Figure 7 depicts the change of the TPR and the TNR rate under the different number of cycles. We should consider the trade-off between TPR and TNR in an authentication system. Higher TNR indicates that the systems reject more attacks, which means higher security; however, the corresponding TPR reduces simultaneously, making the system difficult to use. In Figure 7, we can see that the number of cycles significantly affects the TPR and TNR. The decrease in TPR and the increase in TNR come with the number increase. Finally, we choose $number=3$ and design the three-cycle-based model.

6.3. Performance under Different Gait

As mentioned in Section 4, we recruited 20 participants. In addition to the gaits we designed above, we collected the participants’ goose-step and walking data. We collected ten sets of data for each participant’s gait and finally divided them into about 1200 samples (for each gait). We use 10-fold cross-validation and then take the mean to study the performance of our defense model.

Table 1. Results of our approach.

Model Name	Training Style		Goose Step		Own Style
	EER	Threshold	EER	Threshold	EER	Threshold
SVM	10.93%	0.48	12.79%	0.5	8.87%	0.74
Random Forest	13.91%	0.75	15.39%	0.41	9.98%	0.08
Our Model	7.32%	0.49	8.15%	0.51	7.95%	0.48

shows the result, and we can see that our defense model can achieve better performance in the state-of-the-art multi-sensor scenarios reported in previous work.

7. Conclusions

Using a smartphone for gait authentication is a convenient method. This work expands on our previous idea [12]. Combining active and zero-effort attacks, we propose a novel attack scheme, a collusive attack. We ask the attackers and the victims to do their best to walk in the same manner, rather than attackers imitating victims.
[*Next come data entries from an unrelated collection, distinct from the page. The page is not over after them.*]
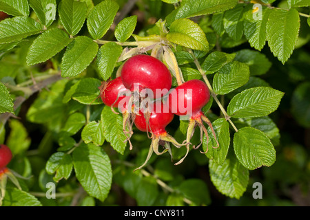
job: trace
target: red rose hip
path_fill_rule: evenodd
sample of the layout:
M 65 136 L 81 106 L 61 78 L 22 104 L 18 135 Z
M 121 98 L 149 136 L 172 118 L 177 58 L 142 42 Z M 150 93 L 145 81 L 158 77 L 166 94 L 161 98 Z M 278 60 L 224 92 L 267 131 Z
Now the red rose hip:
M 130 58 L 125 62 L 121 76 L 125 87 L 130 91 L 140 92 L 143 89 L 149 89 L 155 98 L 167 94 L 172 85 L 168 68 L 161 60 L 149 55 L 139 54 Z M 156 91 L 161 93 L 156 94 Z

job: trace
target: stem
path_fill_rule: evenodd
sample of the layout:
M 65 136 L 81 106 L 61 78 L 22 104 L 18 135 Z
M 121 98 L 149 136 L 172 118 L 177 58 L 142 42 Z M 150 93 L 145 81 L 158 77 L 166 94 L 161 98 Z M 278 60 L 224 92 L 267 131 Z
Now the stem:
M 67 154 L 70 154 L 71 153 L 72 153 L 75 150 L 76 148 L 77 148 L 79 146 L 80 146 L 80 144 L 82 142 L 83 142 L 83 140 L 81 139 L 80 141 L 78 143 L 76 143 L 74 147 L 72 147 L 69 151 L 67 152 Z
M 37 197 L 45 197 L 45 192 L 29 192 L 30 194 Z M 56 197 L 72 197 L 74 196 L 76 192 L 56 192 L 55 196 Z
M 182 80 L 182 75 L 180 72 L 180 69 L 178 69 L 178 61 L 176 60 L 176 56 L 174 55 L 174 53 L 172 52 L 170 47 L 165 47 L 165 49 L 172 60 L 172 64 L 174 66 L 174 72 L 176 73 L 176 82 L 178 82 L 178 85 L 181 85 L 182 84 L 183 84 L 183 82 Z
M 90 122 L 90 105 L 87 105 L 86 107 L 86 124 L 87 124 Z
M 26 100 L 29 96 L 31 96 L 36 92 L 40 91 L 41 89 L 46 87 L 47 86 L 53 84 L 54 82 L 60 80 L 61 79 L 61 72 L 59 72 L 57 74 L 52 75 L 50 78 L 46 78 L 45 80 L 32 86 L 30 86 L 28 88 L 29 90 L 29 94 L 28 94 L 27 97 L 25 96 L 18 96 L 16 98 L 15 101 L 14 102 L 14 111 L 16 111 L 23 103 Z M 6 123 L 6 121 L 10 118 L 10 117 L 13 116 L 14 115 L 10 113 L 4 113 L 0 115 L 0 122 L 3 123 L 3 124 Z
M 230 116 L 228 116 L 227 113 L 226 112 L 226 110 L 224 109 L 224 107 L 223 107 L 220 100 L 218 100 L 218 97 L 216 96 L 216 94 L 213 91 L 213 89 L 212 89 L 212 87 L 211 86 L 210 82 L 209 82 L 209 80 L 207 78 L 207 76 L 205 75 L 205 72 L 201 68 L 201 66 L 200 66 L 198 60 L 197 60 L 197 58 L 196 57 L 195 54 L 194 54 L 193 51 L 192 50 L 192 49 L 189 49 L 189 48 L 187 49 L 187 51 L 193 56 L 194 63 L 195 63 L 196 66 L 197 67 L 197 69 L 199 71 L 199 72 L 200 73 L 200 74 L 203 76 L 203 80 L 205 80 L 205 83 L 207 84 L 207 86 L 209 88 L 209 90 L 210 91 L 211 96 L 212 96 L 212 97 L 214 99 L 214 100 L 216 101 L 216 104 L 218 104 L 218 107 L 220 109 L 220 111 L 222 111 L 222 113 L 224 115 L 225 118 L 226 119 L 226 120 L 229 122 L 229 123 L 231 124 L 232 127 L 236 131 L 236 132 L 238 132 L 238 129 L 236 127 L 235 124 L 234 124 L 233 122 L 231 122 L 231 120 L 230 120 Z
M 271 9 L 280 9 L 280 10 L 285 10 L 286 11 L 289 11 L 289 9 L 287 8 L 277 8 L 277 7 L 273 7 L 273 6 L 267 6 L 268 8 L 271 8 Z M 302 12 L 298 12 L 299 15 L 302 16 L 305 16 L 306 18 L 309 18 L 310 17 L 309 14 L 304 14 Z
M 118 41 L 110 41 L 104 40 L 94 40 L 94 41 L 98 44 L 105 44 L 110 42 L 114 42 L 121 46 L 143 46 L 143 47 L 150 46 L 159 42 L 158 41 L 118 42 Z
M 129 167 L 132 167 L 134 166 L 135 165 L 126 162 L 126 161 L 119 161 L 119 160 L 116 160 L 116 161 L 117 163 L 119 164 L 123 164 Z M 171 188 L 170 186 L 169 186 L 168 185 L 167 185 L 164 182 L 163 182 L 161 179 L 158 179 L 157 177 L 152 175 L 151 173 L 149 173 L 149 172 L 147 172 L 147 170 L 145 170 L 145 169 L 141 169 L 140 170 L 142 175 L 145 176 L 145 177 L 153 177 L 154 178 L 156 179 L 156 183 L 161 186 L 163 189 L 166 190 L 167 191 L 169 192 L 177 192 L 176 190 L 173 189 L 172 188 Z M 183 201 L 187 203 L 187 204 L 192 204 L 193 202 L 192 201 L 190 201 L 189 199 L 187 199 L 186 198 L 183 198 Z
The result proved that our attack could successfully attack specific gait authentication systems. We propose a new multi-cycle scheme to defend against this attack and upgrade our application based on that. We achieved an EER of 7.32% in real-time authentication in the defense scenario, better than our previous work’s performance. Although the data used in the attack scenario only contain a few topics, our work complements the previous work on active attacks. The results demonstrate that high-intensity training may increase the similarity between an attacker’s and the target’s gait. In future work, we will examine why the new features are functional. After that, we need to try more models and features. Because from previous work, we know that distance-based schemes calculate more than a trained model. In addition, we want to determine the boundaries between “mimicable” and “unmimicable” in terms of gait.